En Cataluña también tenemos, por supuesto, nuestra dosis de pensamiento sacro. Aquí también la nación es sagrada; es otra nación pero eso no tiene la menor importancia: en el cielo hay sitio para todos. Es sagrada la lengua (bueno, una lengua) e incluso la legislación que la regula, especialmente si tiene como ámbito de aplicación la escuela. Es sagrado, faltaría más, el club que es más que sí mismo y que funge como ejército simbólico de la catalanidad, como los son, aunque esto tampoco se explicita, las cuatrocientas familias de las que nos habló el condecorado Fèlix Millet. por no hablar del sacrosanto expolio al que España somete a Cataluña. Con todo, lo más sagrado últimamente es un concepto recién llegado a nuestro oasis diferencial y que parece haber convertido a medio mundo al decisionismo.
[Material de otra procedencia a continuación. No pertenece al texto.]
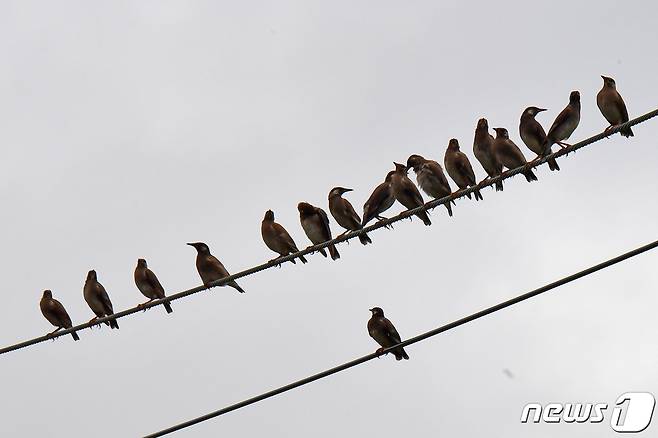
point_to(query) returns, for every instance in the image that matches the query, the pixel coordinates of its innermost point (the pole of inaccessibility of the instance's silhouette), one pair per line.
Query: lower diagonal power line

Lo sagrado es aquello que no es cuestionable, discutible ni negociable. No al menos sin correr el riesgo de ser expulsado de la comunidad de los creyentes. Puede aparentarse que se habla de ello en el debate público, al fin y al cabo vivimos (aún) en un sistema de libertades formales, pero en la práctica quien realmente tiene mando en plaza no está dispuesto a dejar que se pase de las palabras a los hechos, y a que lo sagrado deje de serlo. He ahí un claro límite, uno más, de nuestra demediada democracia.
El territorio por excelencia de esta sacralización de la política es el nacionalismo. Nada nuevo, como se sabe, pero no por ello menos inquietante. Quien más quien menos tiene grabadas en su memoria imágenes del pasado que preferiría borrar, algunas de ellas no muy alejadas en el tiempo. Un Jefe del Estado, cuerpo de la nación, entrando en las catedrales bajo palio. Magnas concentraciones en las que la masa se sublimaba en comunidad nacional. Montañas sagradas donde lo mismo se recibía al hombrecillo de las gafas redondas y el uniforme negro que se alentaba la idea del pueblo elegido y perseguido. El tiro en la nuca a los enemigos de la comunidad nacional. Las celebraciones rituales por los mártires de la nación y la renovación en el altar de la patria del compromiso de sacrificio que reclamaban las voces ancestrales.
Hoy las cosas, por fortuna, tienen poco que ver con ese pasado, en ocasiones tan cercano. Los tiempos, en efecto, son otros. Los peligros, también. Son diferentes, y no es algo menor, las bases de legitimidad, las formas de actuación y los proyectos políticos, ahora democráticos. Sin embargo, sigue habiendo territorio para los líderes mesiánicos dispuestos a llevar a su pueblo hasta la tierra prometida, no importan las plagas que puedan caer sobre él a lo largo del camino. Las masas se encandenan para transfigurarse en nación en marcha, en medio de gran despliegue televisivo y enorme beneficio para expertos en merchandising. En la montaña sagrada se sigue invocando al pueblo de Dios en su camino de liberación. Las antorchas iluminan los desfiles nocturnos que culminan en oraciones patrióticas ante la tumba de los predecesores. El fuego sagrado, nuevamente en el altar.
Al otro lado del río, la conferencia de mitrados, con su siniestro jefe a la cabeza, condena por inmoral todo atentado contra la unidad de la patria verdadera. Las otras, ya se sabe, son todas falsas. Los chicos del coro entonan el salmo de la nación más antigua de Europa. Y el jefe de la gran tribu dice que con quienes quieren trocear la sagrada soberanía del pueblo no hay nada que hablar. Sus huestes lo jalean, convencidas de que las sagradas escrituras constitucionales las amparan, y aquí paz y después gloria.
Algunos agnósticos contemplamos todo este espectáculo entre la desolación y el hartazgo, atrapados entre la espada de la consulta imposible y el muro de la ley intocable, salvo que lo mande la autoridad, europea por supuesto. El olor del incienso lo envuelve todo y, a las puertas del centenario de verdad, el de 1914, muchos nos acordamos del coronel Dax invocando al gran Samuel Johnson y su lúcida admonición sobre el patriotismo. La razón ni está ni se la espera.